This week I've grabbed my camera many times. It seems like I run to capture those cute moments more when life is super busy. It's like I have to remember the moments I am tempted to just walk by.
This week has been one of those where lots of things have happened to make me feel overwhelmed and stressed. None of these things by themselves are any big deal. But when it all seems to happen at the same time, you just want to pull the covers over your head. Literally.
When you have a bunch of kids and you home school you really want to appear as if you completely know what you're doing. Like you have it together. When really, you're just figuring it out as you go along and your house is like a huge science experiment. Except there's no hypothesis and no easy conclusion. So and so seems to be doing really well with math but you really have no idea what you've done to make this come about. Or you slightly burn your granola but really can't tell if it was your fault or the vintage oven or the inconsistent stirring by your six year old.

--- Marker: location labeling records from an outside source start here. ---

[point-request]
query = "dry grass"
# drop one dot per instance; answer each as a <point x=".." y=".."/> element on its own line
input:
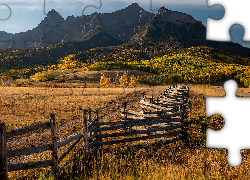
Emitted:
<point x="22" y="106"/>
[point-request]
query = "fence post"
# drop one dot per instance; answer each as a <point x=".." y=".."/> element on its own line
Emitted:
<point x="54" y="147"/>
<point x="184" y="126"/>
<point x="99" y="132"/>
<point x="89" y="115"/>
<point x="90" y="119"/>
<point x="124" y="109"/>
<point x="85" y="131"/>
<point x="3" y="153"/>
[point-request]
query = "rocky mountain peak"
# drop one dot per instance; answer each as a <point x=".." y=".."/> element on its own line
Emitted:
<point x="134" y="6"/>
<point x="174" y="16"/>
<point x="162" y="10"/>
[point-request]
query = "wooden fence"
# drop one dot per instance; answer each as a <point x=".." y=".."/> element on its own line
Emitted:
<point x="53" y="146"/>
<point x="163" y="117"/>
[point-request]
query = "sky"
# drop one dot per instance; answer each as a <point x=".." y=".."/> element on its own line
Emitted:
<point x="22" y="15"/>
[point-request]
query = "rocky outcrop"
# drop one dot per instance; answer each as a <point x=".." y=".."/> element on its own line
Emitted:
<point x="121" y="25"/>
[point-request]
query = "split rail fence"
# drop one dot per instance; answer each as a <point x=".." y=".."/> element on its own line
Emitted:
<point x="164" y="117"/>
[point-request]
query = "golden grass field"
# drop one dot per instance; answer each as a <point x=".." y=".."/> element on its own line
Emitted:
<point x="23" y="106"/>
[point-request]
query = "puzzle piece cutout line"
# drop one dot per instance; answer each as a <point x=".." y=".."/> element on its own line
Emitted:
<point x="236" y="12"/>
<point x="234" y="135"/>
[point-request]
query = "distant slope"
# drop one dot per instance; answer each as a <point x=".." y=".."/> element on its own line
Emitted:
<point x="122" y="25"/>
<point x="177" y="29"/>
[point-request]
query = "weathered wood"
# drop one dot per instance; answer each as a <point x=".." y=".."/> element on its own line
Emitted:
<point x="3" y="153"/>
<point x="93" y="144"/>
<point x="165" y="118"/>
<point x="85" y="131"/>
<point x="93" y="137"/>
<point x="68" y="161"/>
<point x="65" y="142"/>
<point x="69" y="149"/>
<point x="98" y="134"/>
<point x="141" y="131"/>
<point x="27" y="129"/>
<point x="92" y="123"/>
<point x="141" y="138"/>
<point x="54" y="157"/>
<point x="89" y="114"/>
<point x="28" y="151"/>
<point x="29" y="165"/>
<point x="149" y="123"/>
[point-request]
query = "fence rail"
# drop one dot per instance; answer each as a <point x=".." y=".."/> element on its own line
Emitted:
<point x="163" y="117"/>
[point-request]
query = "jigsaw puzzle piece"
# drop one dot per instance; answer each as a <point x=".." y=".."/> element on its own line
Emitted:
<point x="236" y="12"/>
<point x="5" y="12"/>
<point x="235" y="111"/>
<point x="237" y="33"/>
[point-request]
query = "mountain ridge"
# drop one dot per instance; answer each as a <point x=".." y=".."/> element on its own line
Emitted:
<point x="121" y="24"/>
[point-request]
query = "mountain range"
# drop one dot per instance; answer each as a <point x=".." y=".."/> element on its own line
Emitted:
<point x="130" y="28"/>
<point x="120" y="25"/>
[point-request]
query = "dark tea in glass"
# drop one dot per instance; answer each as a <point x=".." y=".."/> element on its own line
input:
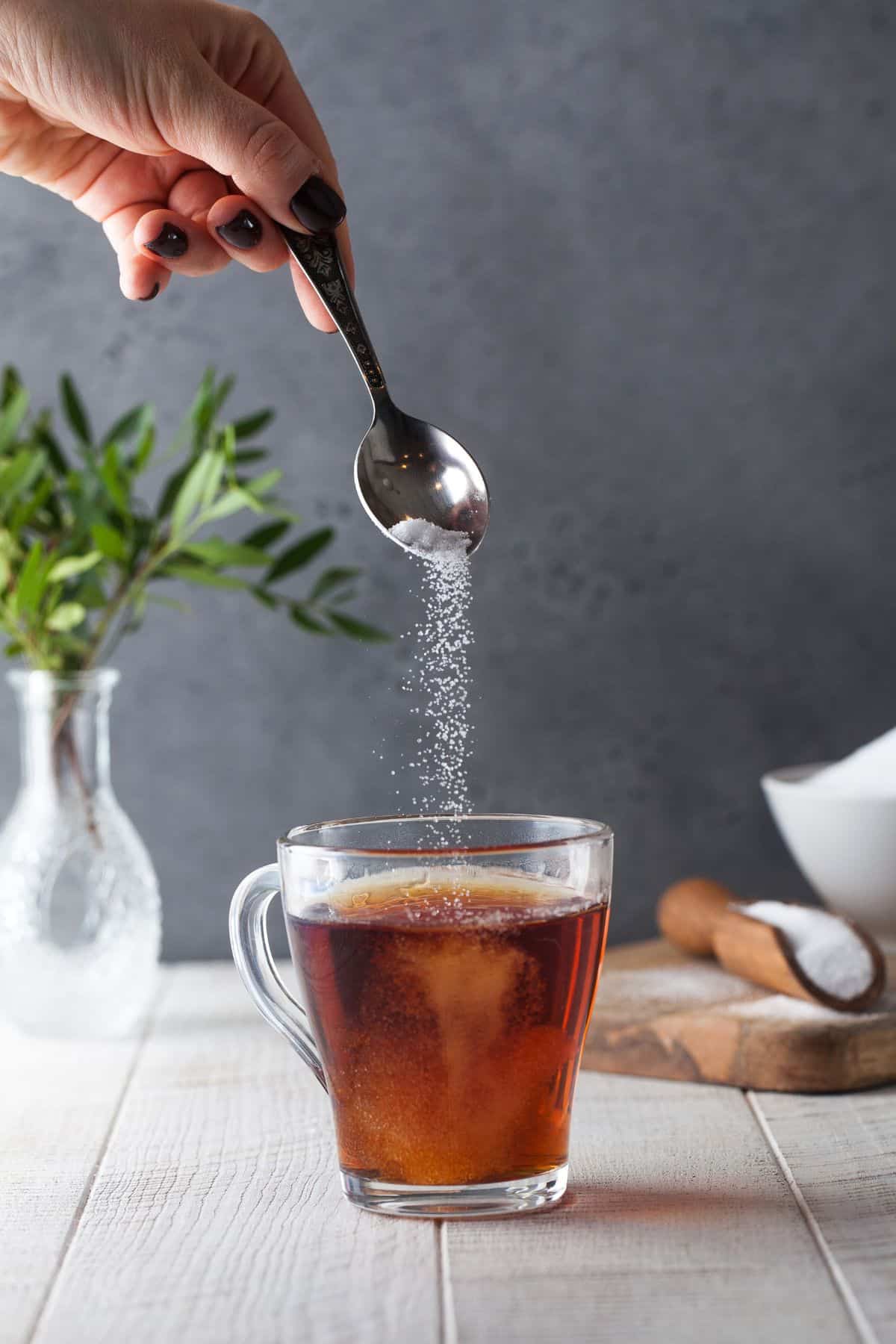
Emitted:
<point x="447" y="974"/>
<point x="450" y="1021"/>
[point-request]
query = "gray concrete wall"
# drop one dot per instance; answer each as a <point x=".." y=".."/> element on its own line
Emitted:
<point x="641" y="258"/>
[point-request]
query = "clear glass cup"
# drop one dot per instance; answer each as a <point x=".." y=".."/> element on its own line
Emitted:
<point x="448" y="987"/>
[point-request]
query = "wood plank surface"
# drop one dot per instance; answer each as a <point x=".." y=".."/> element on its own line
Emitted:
<point x="188" y="1191"/>
<point x="662" y="1014"/>
<point x="840" y="1154"/>
<point x="217" y="1213"/>
<point x="58" y="1101"/>
<point x="680" y="1228"/>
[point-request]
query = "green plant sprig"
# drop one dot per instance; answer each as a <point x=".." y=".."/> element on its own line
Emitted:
<point x="82" y="557"/>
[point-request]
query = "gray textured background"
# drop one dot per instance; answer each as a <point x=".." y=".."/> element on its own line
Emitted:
<point x="640" y="257"/>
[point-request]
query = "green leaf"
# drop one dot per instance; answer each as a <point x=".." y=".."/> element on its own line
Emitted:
<point x="66" y="617"/>
<point x="19" y="473"/>
<point x="358" y="629"/>
<point x="72" y="564"/>
<point x="171" y="488"/>
<point x="264" y="484"/>
<point x="218" y="551"/>
<point x="74" y="410"/>
<point x="112" y="479"/>
<point x="231" y="503"/>
<point x="198" y="574"/>
<point x="267" y="535"/>
<point x="33" y="581"/>
<point x="332" y="579"/>
<point x="191" y="492"/>
<point x="213" y="477"/>
<point x="43" y="436"/>
<point x="127" y="425"/>
<point x="302" y="617"/>
<point x="28" y="507"/>
<point x="11" y="417"/>
<point x="300" y="554"/>
<point x="253" y="423"/>
<point x="109" y="542"/>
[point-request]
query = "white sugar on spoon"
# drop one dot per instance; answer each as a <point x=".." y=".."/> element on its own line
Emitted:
<point x="828" y="952"/>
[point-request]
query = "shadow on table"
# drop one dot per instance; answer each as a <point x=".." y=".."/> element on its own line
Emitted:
<point x="615" y="1203"/>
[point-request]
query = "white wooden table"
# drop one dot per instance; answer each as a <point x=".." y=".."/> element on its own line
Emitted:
<point x="183" y="1189"/>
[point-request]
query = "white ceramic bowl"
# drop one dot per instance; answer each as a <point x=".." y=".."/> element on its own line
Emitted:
<point x="844" y="846"/>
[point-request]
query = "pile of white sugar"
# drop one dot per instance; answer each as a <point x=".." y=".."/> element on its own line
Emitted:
<point x="429" y="539"/>
<point x="440" y="676"/>
<point x="828" y="952"/>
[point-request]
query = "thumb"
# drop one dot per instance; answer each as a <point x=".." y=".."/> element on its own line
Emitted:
<point x="247" y="143"/>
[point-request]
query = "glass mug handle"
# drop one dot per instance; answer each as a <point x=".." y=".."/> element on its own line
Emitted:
<point x="255" y="965"/>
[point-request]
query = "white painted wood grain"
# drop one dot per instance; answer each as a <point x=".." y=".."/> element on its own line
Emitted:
<point x="841" y="1154"/>
<point x="680" y="1228"/>
<point x="57" y="1104"/>
<point x="217" y="1216"/>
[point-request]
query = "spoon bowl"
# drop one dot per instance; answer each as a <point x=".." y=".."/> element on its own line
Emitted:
<point x="405" y="467"/>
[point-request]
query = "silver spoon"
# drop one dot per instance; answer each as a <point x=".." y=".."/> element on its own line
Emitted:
<point x="405" y="468"/>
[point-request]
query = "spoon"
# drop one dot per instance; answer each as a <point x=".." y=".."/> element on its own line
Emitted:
<point x="405" y="468"/>
<point x="704" y="918"/>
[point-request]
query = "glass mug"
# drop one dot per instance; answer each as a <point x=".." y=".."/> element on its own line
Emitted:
<point x="448" y="989"/>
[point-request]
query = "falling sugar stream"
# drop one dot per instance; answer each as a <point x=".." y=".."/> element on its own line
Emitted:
<point x="440" y="676"/>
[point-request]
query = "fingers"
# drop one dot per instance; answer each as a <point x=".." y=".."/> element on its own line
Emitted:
<point x="247" y="143"/>
<point x="178" y="243"/>
<point x="246" y="233"/>
<point x="140" y="277"/>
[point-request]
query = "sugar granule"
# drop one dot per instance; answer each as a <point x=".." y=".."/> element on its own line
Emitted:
<point x="440" y="676"/>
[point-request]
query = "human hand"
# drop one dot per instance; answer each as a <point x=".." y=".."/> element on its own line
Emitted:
<point x="179" y="125"/>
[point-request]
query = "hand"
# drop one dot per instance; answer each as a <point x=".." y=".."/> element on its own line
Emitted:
<point x="179" y="125"/>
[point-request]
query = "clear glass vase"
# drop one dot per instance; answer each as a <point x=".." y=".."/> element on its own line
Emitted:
<point x="80" y="913"/>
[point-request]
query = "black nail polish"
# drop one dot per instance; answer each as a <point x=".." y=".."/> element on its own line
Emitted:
<point x="171" y="242"/>
<point x="243" y="230"/>
<point x="317" y="208"/>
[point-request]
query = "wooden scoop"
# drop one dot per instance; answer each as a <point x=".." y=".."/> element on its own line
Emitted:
<point x="707" y="920"/>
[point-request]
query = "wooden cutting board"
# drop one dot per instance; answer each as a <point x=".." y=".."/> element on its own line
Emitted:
<point x="665" y="1015"/>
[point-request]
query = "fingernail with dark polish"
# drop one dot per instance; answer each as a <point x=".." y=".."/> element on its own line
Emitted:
<point x="317" y="206"/>
<point x="171" y="242"/>
<point x="243" y="230"/>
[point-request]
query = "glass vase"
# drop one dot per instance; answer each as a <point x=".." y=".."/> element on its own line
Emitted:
<point x="80" y="912"/>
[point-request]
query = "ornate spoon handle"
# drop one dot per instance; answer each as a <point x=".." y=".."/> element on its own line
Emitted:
<point x="319" y="257"/>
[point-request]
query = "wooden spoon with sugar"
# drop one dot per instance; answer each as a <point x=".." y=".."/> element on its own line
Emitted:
<point x="797" y="951"/>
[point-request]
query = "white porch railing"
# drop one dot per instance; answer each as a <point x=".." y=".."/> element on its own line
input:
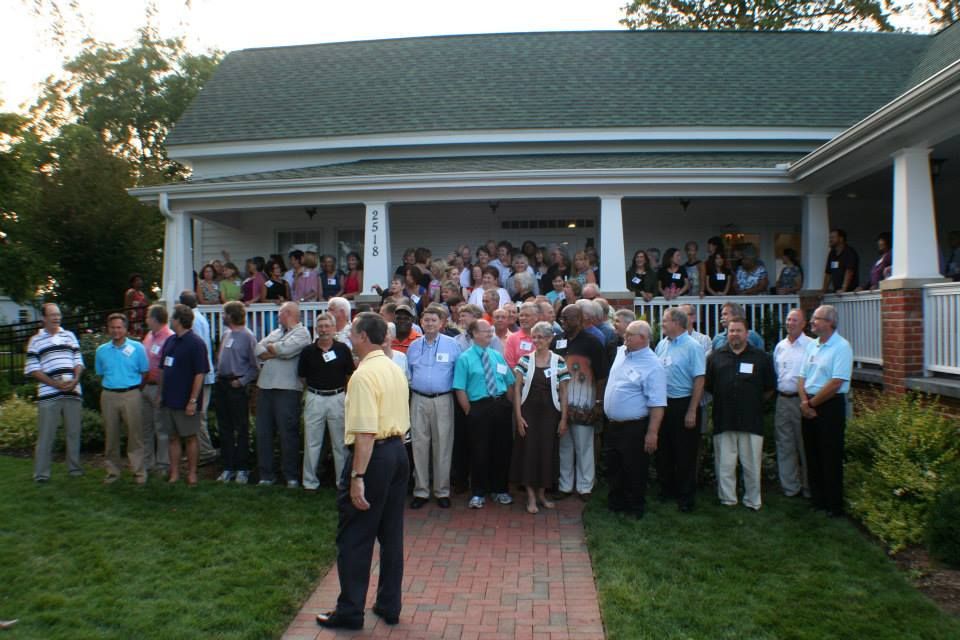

Someone has no clean underwear. Jimmy can't find his wallet. Penelope can't find her glasses. Juliet has spilled cereal all over the floor. How do you spell invited? There are books waiting at the library. It's raining. It's bath night. It's time to exercise. We are out of peanut butter. You have to conquer grocery shopping with kids. "If you don't move out of the way of my cart I WILL run you over." The diaper has leaked. There is a fly infestation in the kitchen. The pilot light is out on the water heater. Someone you've never met wants to stop by your house. For some reason you let the children get out the play dough. During prayer request time (with your new co op friends you're still trying to impress a little) your daughter asks for prayer about her Halloween costume.
I know I'm always talking about how messy life is, yet how wonderful too. It has never been more true for me. It is a dichotomy that will never get old. In humanity, God has made stinky, gross, weird, and crazy beings called children. And there is absolutely nothing else that can make you feel more joy, more love, or more full of life.
I am happy to be more than a spectator. I am glad to wipe the banana from a laughing toddler or the tears from a wounded child. Poop! Giggles! Boogers! Dancing! Fist fights! Playing toys! Sassy mouths! Dimples! Do you see how much fun it is? It is an opposite game that never gets old. For every frustrating or gross thing that happens around here there is easily something even more wonderful happening at the same time. It is truly a beautiful mess.
*The title for this post was inspired by the Sixpence None the Richer album title, not any of the million other things associated with this phrase. I hate the internet. Spell check told me to capitalize internet. I refuse.